Canalrace C.I.C. stages three premium quality ultra-distance footraces each year. The events are held on canal towpaths between Leeds and Liverpool; Birmingham and London, and Bristol and London, making them available to the widest community possible.
They are maintained on a not-for-profit basis to keep entry fees low, enabling runners of limited financial means to take part. An additional benefit is that the races have no entry criteria, so competitors do not have to have completed expensive qualifying races before entering.
In each event, at least half of the field is sustained, and given transport if necessary, by the organisers and volunteers. This makes the events achievable for those without friends or family to assist them. The friendly support given often leads to long-term friendships developing with runners stating that they feel they have joined a new family. In some cases their involvement with the races has helped to improve the mental health and social development of participants.
The stakeholders are the competitors who take part and the volunteers who staff checkpoints and feed-stations along the route.
The directors each have many years’ experience of competing in, assisting at, and organising similar events. They are well respected by competitors and volunteers, who are freely able to make suggestions for improvements, and/or criticisms, directly to the organisers throughout. This brings a strong feeling of involvement, often leading to long term commitment to the events.
As all event crew are unpaid volunteers, they are highly regarded throughout the community for “being there because they want to be”. This commitment has resulted in Canalrace C.I.C. events having a worldwide reputation for their friendly, family atmosphere.
Financial hardship support is available to runners on a case by case basis, as part of our committment to making our events financially as inclusive as possible and accessible to all. Get in touch in confidence to discuss your situation with us – be assured that any enquiry will be kept strictly confidential.
Wayne (Simo) Simpson came to GUCR via some of the world’s toughest races – including Badwater and Trans 333. After a Finish in 2003 and a DNF (probably through starting with two broken ribs) in 2005, he made the mistake of stating on his entry form that he was available to help if he didn’t get a place in the draw. His fate thus sealed, he became the most regular of the Regular GUCR Crew. As a Yorkshireman local to the Leeds & Liverpool Canal, it is not surprising that he instigated the Liverpool to Leeds Canal Races and so became an obvious candidate for Canalrace C.I.C. Director.
Keith Godden is quite literally the saviour of GUCR. He first came to the race in 2009, but waited until 2012 to cross the Little Venice finish line. Liking the atmosphere of the event, he quietly offered to maintain its core values, when, in 2015, rumours that the current organiser was ready to give it up were confirmed. This was to be salvation for GUCR and LLCR. Under his guidance, and with the support of his family, Canalrace C.I.C has flourished and built a reputation for affordable events with top quality organisation. Being a Bristolian, with an interest in the achievements of I K Brunel, it was inevitable that a race from Temple Meads to Paddington would join the Company portfolio.

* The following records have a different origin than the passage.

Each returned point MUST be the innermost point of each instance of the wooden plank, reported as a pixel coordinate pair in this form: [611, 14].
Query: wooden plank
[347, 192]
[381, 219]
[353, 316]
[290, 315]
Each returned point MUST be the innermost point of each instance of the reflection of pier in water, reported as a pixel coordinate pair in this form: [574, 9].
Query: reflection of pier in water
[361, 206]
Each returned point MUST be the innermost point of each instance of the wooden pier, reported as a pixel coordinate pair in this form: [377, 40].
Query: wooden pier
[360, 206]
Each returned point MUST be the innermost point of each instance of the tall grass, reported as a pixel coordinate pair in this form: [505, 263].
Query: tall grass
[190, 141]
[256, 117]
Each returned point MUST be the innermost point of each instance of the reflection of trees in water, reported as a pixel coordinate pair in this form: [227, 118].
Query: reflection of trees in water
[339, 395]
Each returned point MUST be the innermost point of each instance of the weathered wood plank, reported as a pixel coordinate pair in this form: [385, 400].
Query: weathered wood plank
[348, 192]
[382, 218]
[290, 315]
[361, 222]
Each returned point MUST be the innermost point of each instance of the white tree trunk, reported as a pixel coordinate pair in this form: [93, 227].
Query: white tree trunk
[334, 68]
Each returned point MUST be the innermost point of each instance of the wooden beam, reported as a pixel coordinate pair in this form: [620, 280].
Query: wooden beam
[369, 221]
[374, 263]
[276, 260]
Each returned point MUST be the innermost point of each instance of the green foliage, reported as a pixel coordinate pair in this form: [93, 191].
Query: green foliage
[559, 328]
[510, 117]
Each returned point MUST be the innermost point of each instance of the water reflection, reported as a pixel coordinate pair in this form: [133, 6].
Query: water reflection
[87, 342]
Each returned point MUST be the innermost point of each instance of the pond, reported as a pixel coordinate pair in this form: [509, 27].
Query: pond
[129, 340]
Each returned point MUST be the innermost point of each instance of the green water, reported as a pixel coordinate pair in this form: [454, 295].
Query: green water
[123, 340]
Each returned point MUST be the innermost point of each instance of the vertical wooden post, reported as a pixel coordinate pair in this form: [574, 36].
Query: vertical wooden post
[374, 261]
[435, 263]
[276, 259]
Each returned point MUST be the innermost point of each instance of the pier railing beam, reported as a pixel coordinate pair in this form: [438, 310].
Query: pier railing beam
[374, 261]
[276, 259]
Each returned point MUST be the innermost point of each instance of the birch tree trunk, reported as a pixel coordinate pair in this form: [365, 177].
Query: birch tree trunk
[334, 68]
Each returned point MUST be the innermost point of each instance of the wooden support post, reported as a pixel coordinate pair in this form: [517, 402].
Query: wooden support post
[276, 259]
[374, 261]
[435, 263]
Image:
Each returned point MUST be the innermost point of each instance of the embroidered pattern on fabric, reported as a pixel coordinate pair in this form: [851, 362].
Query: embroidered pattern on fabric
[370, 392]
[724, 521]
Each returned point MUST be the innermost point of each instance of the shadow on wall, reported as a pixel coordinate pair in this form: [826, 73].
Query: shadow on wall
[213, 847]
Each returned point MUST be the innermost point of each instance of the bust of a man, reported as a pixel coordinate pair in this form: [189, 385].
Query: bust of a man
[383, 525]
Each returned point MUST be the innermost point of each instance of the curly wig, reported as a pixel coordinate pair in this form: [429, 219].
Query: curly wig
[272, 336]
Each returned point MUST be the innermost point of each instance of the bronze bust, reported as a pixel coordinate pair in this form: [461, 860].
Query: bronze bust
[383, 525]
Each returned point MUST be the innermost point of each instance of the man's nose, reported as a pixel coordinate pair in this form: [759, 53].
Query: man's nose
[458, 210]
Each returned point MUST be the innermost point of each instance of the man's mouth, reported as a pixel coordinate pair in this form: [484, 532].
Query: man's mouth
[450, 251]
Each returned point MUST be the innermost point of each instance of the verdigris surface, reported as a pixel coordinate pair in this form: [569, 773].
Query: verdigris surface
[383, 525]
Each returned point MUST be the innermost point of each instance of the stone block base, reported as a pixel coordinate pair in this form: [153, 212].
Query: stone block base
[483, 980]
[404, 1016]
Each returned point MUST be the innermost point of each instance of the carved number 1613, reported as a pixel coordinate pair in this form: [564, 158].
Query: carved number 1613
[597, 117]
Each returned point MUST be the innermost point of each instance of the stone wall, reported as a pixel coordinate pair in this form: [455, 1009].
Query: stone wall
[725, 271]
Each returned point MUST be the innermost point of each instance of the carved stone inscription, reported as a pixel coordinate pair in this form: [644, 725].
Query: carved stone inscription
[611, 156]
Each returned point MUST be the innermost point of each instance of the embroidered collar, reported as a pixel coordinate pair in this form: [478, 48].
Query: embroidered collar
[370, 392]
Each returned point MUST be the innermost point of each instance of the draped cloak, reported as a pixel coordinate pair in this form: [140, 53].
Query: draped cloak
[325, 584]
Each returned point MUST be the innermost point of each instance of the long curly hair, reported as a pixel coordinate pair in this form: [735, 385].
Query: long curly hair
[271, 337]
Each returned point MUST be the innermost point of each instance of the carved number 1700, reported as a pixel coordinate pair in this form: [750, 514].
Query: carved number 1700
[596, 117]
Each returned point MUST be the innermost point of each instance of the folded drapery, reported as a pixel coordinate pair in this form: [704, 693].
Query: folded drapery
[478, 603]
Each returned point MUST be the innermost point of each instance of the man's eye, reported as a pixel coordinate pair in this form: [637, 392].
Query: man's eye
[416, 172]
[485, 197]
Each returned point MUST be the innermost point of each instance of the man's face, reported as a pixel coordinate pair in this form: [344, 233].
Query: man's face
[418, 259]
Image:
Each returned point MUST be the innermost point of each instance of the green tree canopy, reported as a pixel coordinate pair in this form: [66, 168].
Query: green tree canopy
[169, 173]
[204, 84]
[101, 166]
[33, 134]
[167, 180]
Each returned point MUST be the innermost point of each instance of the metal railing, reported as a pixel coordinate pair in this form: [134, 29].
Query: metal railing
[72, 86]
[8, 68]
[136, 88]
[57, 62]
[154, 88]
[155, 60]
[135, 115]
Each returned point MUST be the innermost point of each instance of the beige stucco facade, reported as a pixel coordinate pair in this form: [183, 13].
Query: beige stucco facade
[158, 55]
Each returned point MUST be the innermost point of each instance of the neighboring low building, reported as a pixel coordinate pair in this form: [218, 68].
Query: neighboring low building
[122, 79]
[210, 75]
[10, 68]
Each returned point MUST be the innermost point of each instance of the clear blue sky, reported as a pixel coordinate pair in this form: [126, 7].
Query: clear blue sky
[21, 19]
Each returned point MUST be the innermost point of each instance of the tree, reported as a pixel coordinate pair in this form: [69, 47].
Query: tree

Dick Kearn was on the start line for the first GUCR, which had been hastily organised to commemorate 200 years of “Canal Mania” in 1993. Being fairly easy to recognise, he was often asked if, “that canal race you did”, would ever be staged again. Having tried his hand at race organisation on the Compton Forty, he eventually succumbed and began staging GUCR in 1996. By 2015, with the added pressure of responsibility for the Thames Ring 250 and Ridgeway 80 events, he was ready to retire from race organisation completely, but now actively enjoys the company’s shared responsibilities.
Ross Langton, although not a runner, has been an active supporter of GUCR for more years than he’d probably care to remember. He became involved through being a friend of the Kearn family – a misfortune suffered by many previous helpers.
A keen amateur photographer, he has provided us with thousands of excellent pictures of competitors and crews. It has, however, proven difficult to find one of him, because he’s so often behind the camera. (This one is at Hatton in 2007!)
In recent months he has also adopted the role of website developer and has been chiefly responsible for driving the Canalrace CIC site to fulfilment.